I didn't want to get a place with my mother in law. I thought I could suck up my feelings for a year. But after talking with her last week I realized I would be putting myself in a position to get hurt if I lived with her. She told me to move home and not get married. That deeply hurt my feelings. So I changed my mind. I told Kyle I can't do it. Because I can't. I felt miserable after that talk. But I feel worse now.

She came over again last night to talk. She wanted me to reconsider. I calmly defended my point and she kept pushing. In the end, I just got fed up trying to be nice and told her my opinion. I don't think a parent should rely on their child to rescue them. I don't think a grown woman should do that. I didn't like being bullied and I don't feel comfortable living with or near her. I said if she just needs a little time then she should go to a women's shelter until she's up on her feet. Not use her children for that. It is not their job. I tried so hard to leave Kyle out of this. But at the end, she asked him what he really thought about this. He stood by me and I feel like absolute poop for getting him into that position. I almost wanted to up and leave so none of this would happen again because of me. But I don't want to leave Kyle. I love him with my whole heart. She then proceeded to storm off and leave. She said she had finally met her match. Then when I said I didn't want Kyle to have to choose she said "yes you did. You finally got what you wanted". That isn't true. I wanted to say no to living together then move forward in a healthy relationship with her. But that wasn't an option for her. She had to try manipulating the situation.

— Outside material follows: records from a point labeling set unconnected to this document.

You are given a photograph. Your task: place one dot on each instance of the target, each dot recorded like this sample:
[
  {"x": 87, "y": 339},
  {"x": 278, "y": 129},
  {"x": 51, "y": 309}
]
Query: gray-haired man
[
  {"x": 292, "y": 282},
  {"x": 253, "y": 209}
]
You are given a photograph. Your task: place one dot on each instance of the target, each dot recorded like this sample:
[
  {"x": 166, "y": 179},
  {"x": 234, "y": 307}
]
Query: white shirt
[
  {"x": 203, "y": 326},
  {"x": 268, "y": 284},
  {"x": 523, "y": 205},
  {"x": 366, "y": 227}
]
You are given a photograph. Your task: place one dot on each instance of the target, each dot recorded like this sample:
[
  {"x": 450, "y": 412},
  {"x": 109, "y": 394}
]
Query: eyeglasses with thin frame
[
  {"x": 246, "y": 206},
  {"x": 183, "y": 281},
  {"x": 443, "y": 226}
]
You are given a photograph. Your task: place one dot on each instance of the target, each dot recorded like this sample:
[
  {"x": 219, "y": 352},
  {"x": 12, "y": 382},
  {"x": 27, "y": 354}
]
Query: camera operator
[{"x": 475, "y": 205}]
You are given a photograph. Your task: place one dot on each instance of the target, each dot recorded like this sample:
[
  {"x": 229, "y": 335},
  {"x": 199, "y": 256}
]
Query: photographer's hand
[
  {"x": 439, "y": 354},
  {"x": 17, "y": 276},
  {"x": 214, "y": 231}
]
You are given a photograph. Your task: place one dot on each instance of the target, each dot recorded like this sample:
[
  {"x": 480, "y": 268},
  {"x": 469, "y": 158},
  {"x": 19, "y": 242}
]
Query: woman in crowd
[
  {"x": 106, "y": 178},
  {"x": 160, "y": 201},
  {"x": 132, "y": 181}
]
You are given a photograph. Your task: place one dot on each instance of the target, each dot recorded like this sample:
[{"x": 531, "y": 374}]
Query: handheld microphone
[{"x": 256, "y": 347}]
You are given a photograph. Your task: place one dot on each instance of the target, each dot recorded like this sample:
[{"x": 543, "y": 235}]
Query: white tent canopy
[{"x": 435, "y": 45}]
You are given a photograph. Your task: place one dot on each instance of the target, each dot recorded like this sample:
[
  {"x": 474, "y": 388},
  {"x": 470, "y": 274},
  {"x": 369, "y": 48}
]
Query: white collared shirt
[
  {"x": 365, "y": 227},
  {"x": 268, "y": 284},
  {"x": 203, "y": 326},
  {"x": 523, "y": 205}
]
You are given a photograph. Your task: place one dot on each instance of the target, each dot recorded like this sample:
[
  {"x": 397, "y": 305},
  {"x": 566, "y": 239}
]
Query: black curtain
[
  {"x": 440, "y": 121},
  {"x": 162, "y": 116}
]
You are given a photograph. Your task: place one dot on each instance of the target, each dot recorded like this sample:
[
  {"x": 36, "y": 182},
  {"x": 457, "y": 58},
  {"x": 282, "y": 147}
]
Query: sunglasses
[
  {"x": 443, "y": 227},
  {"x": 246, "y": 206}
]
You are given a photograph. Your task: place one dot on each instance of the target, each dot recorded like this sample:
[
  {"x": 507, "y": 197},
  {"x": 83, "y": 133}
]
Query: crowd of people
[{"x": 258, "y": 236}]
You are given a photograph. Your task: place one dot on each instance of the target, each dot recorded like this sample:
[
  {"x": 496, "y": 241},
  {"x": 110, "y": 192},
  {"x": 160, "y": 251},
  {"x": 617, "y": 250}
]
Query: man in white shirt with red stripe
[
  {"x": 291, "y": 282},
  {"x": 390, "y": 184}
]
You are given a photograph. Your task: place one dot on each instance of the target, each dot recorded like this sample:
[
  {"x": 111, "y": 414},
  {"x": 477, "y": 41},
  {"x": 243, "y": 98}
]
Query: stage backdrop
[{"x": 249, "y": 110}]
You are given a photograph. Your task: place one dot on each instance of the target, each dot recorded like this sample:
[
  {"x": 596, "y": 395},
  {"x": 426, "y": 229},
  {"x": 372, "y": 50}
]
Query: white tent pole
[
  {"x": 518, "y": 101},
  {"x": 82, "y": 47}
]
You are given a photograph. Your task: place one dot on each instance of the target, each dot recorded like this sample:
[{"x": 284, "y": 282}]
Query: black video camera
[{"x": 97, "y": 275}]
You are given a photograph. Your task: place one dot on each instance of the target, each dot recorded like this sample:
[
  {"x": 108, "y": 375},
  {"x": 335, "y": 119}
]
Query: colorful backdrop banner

I held my ground and I'm glad I did. I'm just slipping now on my hold of everything. I feel depressed so deeply I didn't want to move to pee this morning. I keep flashing back to her yelling and I'm tormented by the position I got Kyle into. I feel so so horrible because I promised I would never do that to him. I appreciate him standing behind me with my choices and everything so very much. But I feel like he shouldn't have to pick a side. And worst of all is that I don't know how to make it any better.